How employees and managers can combat unconscious bias
Why is reducing the influence of unconscious bias, or "unbiasing” as it's called at Google, so difficult? For starters, you're dealing with the unconscious and there’s a lot going on behind the scenes. Research shows it’s difficult to detect unconscious subtleties and it’s hard to take action on something you don’t detect. But there are things individuals can proactively do to make the unconscious conscious.
My co-author, Dr. Eden King, Associate Professor of Psychology at George Mason University, and I reviewed the literature for a paper published by the Society for Human Resource Management (SHRM) and Society for Industrial and Organizational Psychology (SIOP) Science of HR White Paper Series. The paper identifies a number of strategies that can help individuals, employees and managers alike, take charge of their unconscious bias and begin unbiasing the workplace.
What an employee can do:
- Listen and offer support. When listening to coworkers, try to reflect and offer empathetic support. Research has shown that support can be a strong predictor of the attitudes of stigmatized individuals. It’s no surprise, then, that a panel of chief diversity officers from Fortune 500 companies said “listening” was a fundamental skill for cultural understanding in a session on “The Power of Words” at the Academy of Management Conference in 2014.
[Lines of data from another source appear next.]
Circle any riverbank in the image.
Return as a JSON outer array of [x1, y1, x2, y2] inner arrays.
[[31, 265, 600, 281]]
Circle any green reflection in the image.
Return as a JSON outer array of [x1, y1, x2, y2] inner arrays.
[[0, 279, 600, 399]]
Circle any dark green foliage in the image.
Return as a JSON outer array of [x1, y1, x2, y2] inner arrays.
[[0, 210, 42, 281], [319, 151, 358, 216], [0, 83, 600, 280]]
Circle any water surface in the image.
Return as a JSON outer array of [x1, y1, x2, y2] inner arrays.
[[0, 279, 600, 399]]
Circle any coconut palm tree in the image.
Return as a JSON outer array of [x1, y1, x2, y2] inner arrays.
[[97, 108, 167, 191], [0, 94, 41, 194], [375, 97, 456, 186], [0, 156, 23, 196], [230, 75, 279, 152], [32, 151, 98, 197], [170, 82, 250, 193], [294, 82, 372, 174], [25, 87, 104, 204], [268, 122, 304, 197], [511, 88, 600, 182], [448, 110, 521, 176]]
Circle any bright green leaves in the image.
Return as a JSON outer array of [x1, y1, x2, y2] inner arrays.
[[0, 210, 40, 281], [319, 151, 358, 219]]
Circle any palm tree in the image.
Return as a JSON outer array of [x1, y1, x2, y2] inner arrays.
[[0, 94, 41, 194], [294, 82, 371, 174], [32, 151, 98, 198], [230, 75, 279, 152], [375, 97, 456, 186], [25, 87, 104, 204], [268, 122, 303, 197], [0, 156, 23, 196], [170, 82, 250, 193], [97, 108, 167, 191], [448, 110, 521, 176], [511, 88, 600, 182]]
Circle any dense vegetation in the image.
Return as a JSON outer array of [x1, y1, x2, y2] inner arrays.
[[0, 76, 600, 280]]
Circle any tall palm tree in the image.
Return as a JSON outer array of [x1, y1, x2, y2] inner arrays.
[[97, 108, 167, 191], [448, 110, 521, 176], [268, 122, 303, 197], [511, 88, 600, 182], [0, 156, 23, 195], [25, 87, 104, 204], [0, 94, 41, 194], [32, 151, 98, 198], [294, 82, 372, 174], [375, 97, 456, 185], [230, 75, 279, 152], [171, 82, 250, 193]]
- Call out bias and intervene. Intervening in a situation may feel like a confrontation, and research shows people are generally hesitant to intervene. But this is especially important for those who can't stand up for themselves for fear of being “outed” (e.g., sexual orientation minorities, religious minorities).
What a manager can do:
- Watch for bias blind spots. People may believe that they are less prejudiced than most others, but people may be blind to their own unconscious biases. The disconnect between egalitarian values and subtly biased actions can be made visible by highlighting that there’s a problem, feeling the emotional consequences (e.g., guilt) and considering the events that caused them.
- Challenge assumptions. Even when trying to make objective, data-based decisions, it’s helpful to question how unconsciously biased assumptions may be influencing decision makers. Ask, “what assumptions am I making in this decision?” even if you feel your assumptions are benevolent.
- Be a role a model of inclusion. Social network research shows that people from underrepresented groups may not be included as often in conversations with upper management. And even when those underrepresented individuals are included, their contributions may be misattributed or ignored. Managers can help make sure everyone is able to contribute and credit is given duly.
While these lists aren’t exhaustive or mutually exclusive, they provide an important starting point for employees and managers to begin unbiasing their own workplace experience and that of their coworkers.